Thanks to the internet and the public library, expanding your repertoire of talents, skills and abilities has never been easier – or cheaper! You can learn almost anything online or in a book. Moreover, your local community college is a great resource for Career and Technical Education, which provides direct access to many of the most popular and fastest growing careers (check out my post “5 Reasons to Get a Certificate” for more information).
Just because you’re broke doesn’t mean that you can’t become an expert on a topic or in an area of interest to you, or you can’t pick up a some new skills that could come in handy later on down the line when you’re trying to launch that business or apply for that dream job.
#3. Diversify Economic Capital
Economic capital is the capital we’re most familiar with – and probably the type of capital we’d like to get better acquainted with – and it refers to cold hard cash.
While human and social capital are important, “money makes the world go round“.

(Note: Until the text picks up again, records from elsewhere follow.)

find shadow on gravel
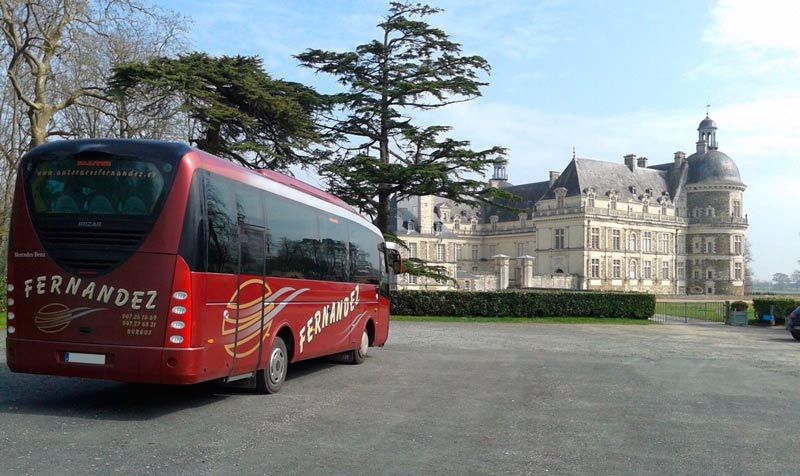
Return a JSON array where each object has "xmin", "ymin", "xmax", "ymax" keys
[{"xmin": 0, "ymin": 357, "xmax": 340, "ymax": 421}]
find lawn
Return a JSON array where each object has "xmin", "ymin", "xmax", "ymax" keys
[{"xmin": 392, "ymin": 316, "xmax": 653, "ymax": 326}]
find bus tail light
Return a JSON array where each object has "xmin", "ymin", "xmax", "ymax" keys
[
  {"xmin": 6, "ymin": 255, "xmax": 17, "ymax": 335},
  {"xmin": 164, "ymin": 256, "xmax": 192, "ymax": 348}
]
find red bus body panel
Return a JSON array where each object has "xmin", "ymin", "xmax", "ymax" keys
[{"xmin": 7, "ymin": 141, "xmax": 389, "ymax": 384}]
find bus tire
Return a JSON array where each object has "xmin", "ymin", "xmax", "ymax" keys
[
  {"xmin": 256, "ymin": 336, "xmax": 289, "ymax": 394},
  {"xmin": 350, "ymin": 327, "xmax": 369, "ymax": 365}
]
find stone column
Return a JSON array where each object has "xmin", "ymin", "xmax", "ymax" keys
[
  {"xmin": 492, "ymin": 254, "xmax": 508, "ymax": 291},
  {"xmin": 517, "ymin": 255, "xmax": 536, "ymax": 288}
]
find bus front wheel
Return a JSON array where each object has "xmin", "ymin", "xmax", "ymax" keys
[
  {"xmin": 350, "ymin": 327, "xmax": 369, "ymax": 365},
  {"xmin": 256, "ymin": 336, "xmax": 289, "ymax": 393}
]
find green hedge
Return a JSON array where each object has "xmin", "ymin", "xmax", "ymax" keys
[
  {"xmin": 753, "ymin": 297, "xmax": 800, "ymax": 324},
  {"xmin": 391, "ymin": 291, "xmax": 656, "ymax": 319}
]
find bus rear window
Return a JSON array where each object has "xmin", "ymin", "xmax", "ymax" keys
[{"xmin": 29, "ymin": 154, "xmax": 174, "ymax": 217}]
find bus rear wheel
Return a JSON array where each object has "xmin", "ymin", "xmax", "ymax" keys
[
  {"xmin": 350, "ymin": 327, "xmax": 369, "ymax": 365},
  {"xmin": 256, "ymin": 336, "xmax": 289, "ymax": 393}
]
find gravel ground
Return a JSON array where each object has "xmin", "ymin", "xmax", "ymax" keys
[{"xmin": 0, "ymin": 322, "xmax": 800, "ymax": 475}]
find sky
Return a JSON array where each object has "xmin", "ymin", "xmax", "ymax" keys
[{"xmin": 159, "ymin": 0, "xmax": 800, "ymax": 279}]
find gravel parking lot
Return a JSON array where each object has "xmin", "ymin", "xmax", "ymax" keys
[{"xmin": 0, "ymin": 322, "xmax": 800, "ymax": 475}]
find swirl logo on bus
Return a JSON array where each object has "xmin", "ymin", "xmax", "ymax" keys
[
  {"xmin": 222, "ymin": 279, "xmax": 308, "ymax": 358},
  {"xmin": 33, "ymin": 303, "xmax": 106, "ymax": 334}
]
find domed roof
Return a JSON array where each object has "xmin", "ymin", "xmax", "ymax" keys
[
  {"xmin": 697, "ymin": 116, "xmax": 717, "ymax": 131},
  {"xmin": 686, "ymin": 149, "xmax": 744, "ymax": 185}
]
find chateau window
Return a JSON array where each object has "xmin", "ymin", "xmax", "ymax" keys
[
  {"xmin": 611, "ymin": 259, "xmax": 622, "ymax": 279},
  {"xmin": 628, "ymin": 233, "xmax": 636, "ymax": 251},
  {"xmin": 590, "ymin": 258, "xmax": 600, "ymax": 278},
  {"xmin": 642, "ymin": 231, "xmax": 653, "ymax": 253},
  {"xmin": 553, "ymin": 228, "xmax": 565, "ymax": 250}
]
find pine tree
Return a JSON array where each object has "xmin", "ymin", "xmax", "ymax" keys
[
  {"xmin": 109, "ymin": 53, "xmax": 327, "ymax": 170},
  {"xmin": 297, "ymin": 2, "xmax": 507, "ymax": 234}
]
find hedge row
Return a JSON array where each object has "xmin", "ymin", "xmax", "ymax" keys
[
  {"xmin": 753, "ymin": 297, "xmax": 800, "ymax": 324},
  {"xmin": 391, "ymin": 291, "xmax": 656, "ymax": 319}
]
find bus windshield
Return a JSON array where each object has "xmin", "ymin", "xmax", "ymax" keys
[{"xmin": 29, "ymin": 154, "xmax": 174, "ymax": 217}]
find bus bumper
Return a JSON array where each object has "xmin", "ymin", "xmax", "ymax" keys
[{"xmin": 6, "ymin": 337, "xmax": 219, "ymax": 385}]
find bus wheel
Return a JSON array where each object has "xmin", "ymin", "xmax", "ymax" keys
[
  {"xmin": 350, "ymin": 327, "xmax": 369, "ymax": 365},
  {"xmin": 256, "ymin": 336, "xmax": 289, "ymax": 393}
]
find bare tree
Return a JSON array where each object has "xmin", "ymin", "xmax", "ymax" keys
[
  {"xmin": 0, "ymin": 0, "xmax": 186, "ymax": 270},
  {"xmin": 0, "ymin": 0, "xmax": 188, "ymax": 147}
]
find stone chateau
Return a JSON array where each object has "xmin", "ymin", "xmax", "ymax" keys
[{"xmin": 393, "ymin": 115, "xmax": 747, "ymax": 295}]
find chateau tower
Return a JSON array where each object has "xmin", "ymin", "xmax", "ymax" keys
[{"xmin": 686, "ymin": 115, "xmax": 747, "ymax": 295}]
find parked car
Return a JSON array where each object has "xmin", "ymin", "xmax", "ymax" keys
[{"xmin": 786, "ymin": 306, "xmax": 800, "ymax": 340}]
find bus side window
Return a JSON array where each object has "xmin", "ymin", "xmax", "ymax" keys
[
  {"xmin": 236, "ymin": 185, "xmax": 266, "ymax": 276},
  {"xmin": 206, "ymin": 175, "xmax": 239, "ymax": 274},
  {"xmin": 266, "ymin": 194, "xmax": 320, "ymax": 279},
  {"xmin": 350, "ymin": 226, "xmax": 380, "ymax": 284},
  {"xmin": 318, "ymin": 212, "xmax": 350, "ymax": 282}
]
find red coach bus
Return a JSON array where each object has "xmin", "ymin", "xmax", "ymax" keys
[{"xmin": 6, "ymin": 140, "xmax": 401, "ymax": 393}]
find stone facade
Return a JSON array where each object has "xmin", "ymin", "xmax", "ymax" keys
[{"xmin": 394, "ymin": 117, "xmax": 747, "ymax": 295}]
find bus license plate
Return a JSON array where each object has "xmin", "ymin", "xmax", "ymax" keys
[{"xmin": 64, "ymin": 352, "xmax": 106, "ymax": 365}]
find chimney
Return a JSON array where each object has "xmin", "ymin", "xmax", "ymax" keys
[
  {"xmin": 624, "ymin": 154, "xmax": 636, "ymax": 172},
  {"xmin": 697, "ymin": 140, "xmax": 708, "ymax": 154},
  {"xmin": 675, "ymin": 150, "xmax": 686, "ymax": 168}
]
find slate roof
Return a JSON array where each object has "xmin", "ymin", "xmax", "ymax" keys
[{"xmin": 544, "ymin": 158, "xmax": 674, "ymax": 200}]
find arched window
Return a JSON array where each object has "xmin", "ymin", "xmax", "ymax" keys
[{"xmin": 628, "ymin": 233, "xmax": 636, "ymax": 251}]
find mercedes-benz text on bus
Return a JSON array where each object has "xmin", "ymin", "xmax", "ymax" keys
[{"xmin": 6, "ymin": 140, "xmax": 401, "ymax": 393}]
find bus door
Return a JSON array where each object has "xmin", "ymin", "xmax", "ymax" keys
[{"xmin": 231, "ymin": 189, "xmax": 271, "ymax": 376}]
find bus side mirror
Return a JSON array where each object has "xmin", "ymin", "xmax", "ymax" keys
[{"xmin": 389, "ymin": 249, "xmax": 405, "ymax": 274}]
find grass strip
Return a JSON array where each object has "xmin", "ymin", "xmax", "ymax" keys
[{"xmin": 391, "ymin": 316, "xmax": 654, "ymax": 326}]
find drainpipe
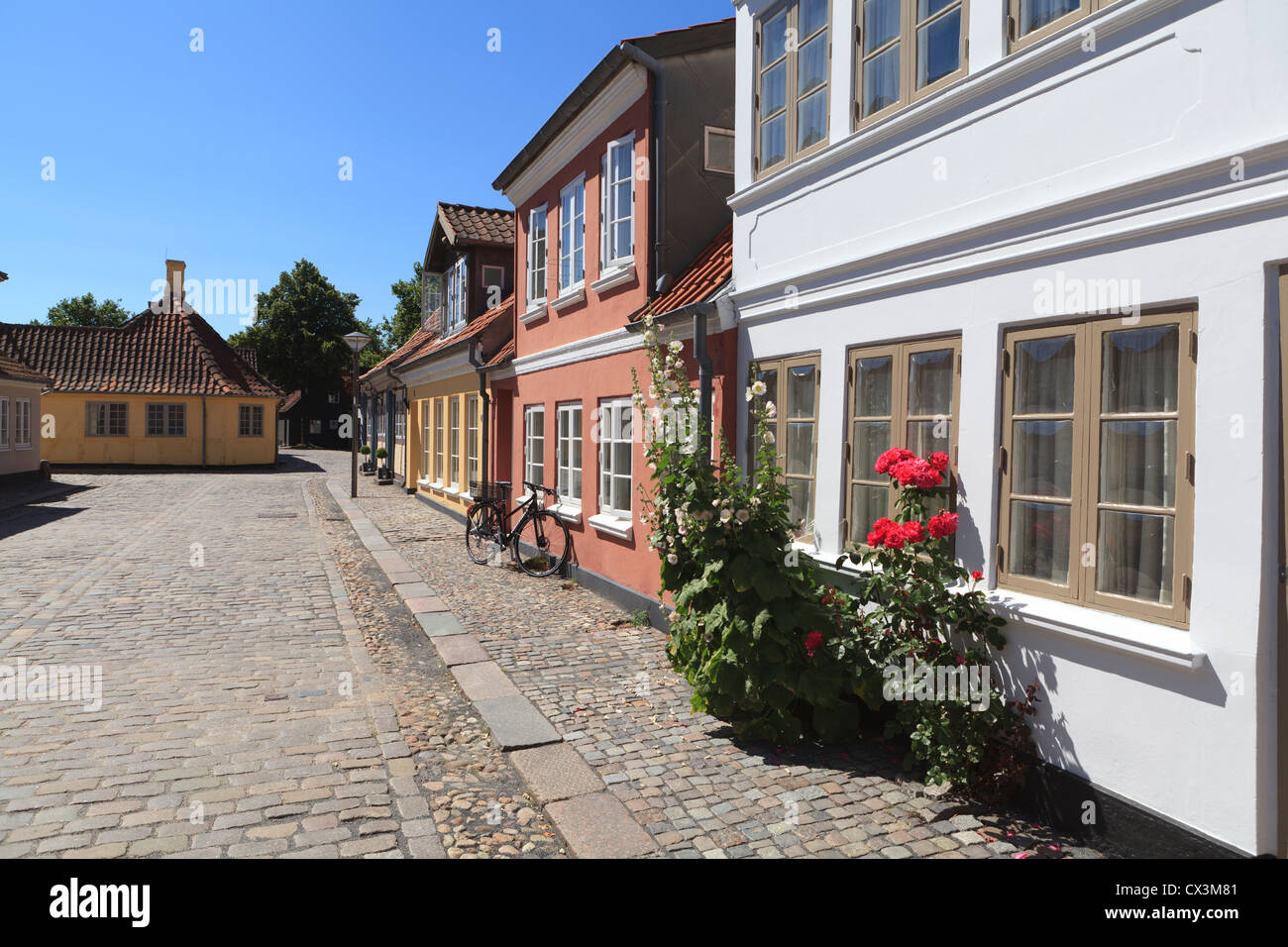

It cost money to interview or start a business, and that’s on top of eating, keeping up with a phone bill and car insurance, or student loan payments (if you are one of the millions of Americans grappling with student loan debt), so I would be remiss if I didn’t emphasize the importance of diversifying your economic capital.
When you’re transitioning between careers or starting a business, you probably don’t really want to commit to a 30+ hour per week job; however, that doesn’t mean you can’t still make money.
If you live in a major metropolitan area and have a car, contract with car sharing or delivery service and take advantage of the flexible schedule. It’s becoming increasingly popular to sell things online. If you have a talent or skill, chances are there is someone willing to pay you for them. In short, hustle!
#4. Cultivate Spiritual Capital
One of the first things to be sacrificed when life gets tough is health and faith. Spiritual capital is an original concept that I am using to represent the value in attending to the body and soul.
Exercising and praying and/or meditating are free, but they are two activities that can reap major benefits in your life. Hitting local trails or walking around your neighborhood is a great opportunity to reflect and strengthen your body. Moreover, having faith that a force greater than yourself is working out the things that are beyond your control is a great way to lighten your load and free up your mind so you can focus more on the things within your control.
Accomplishing a dream can be a long and arduous journey full of trials and tribulations, which is why it’s so important to focus on creating value in all aspects of your life.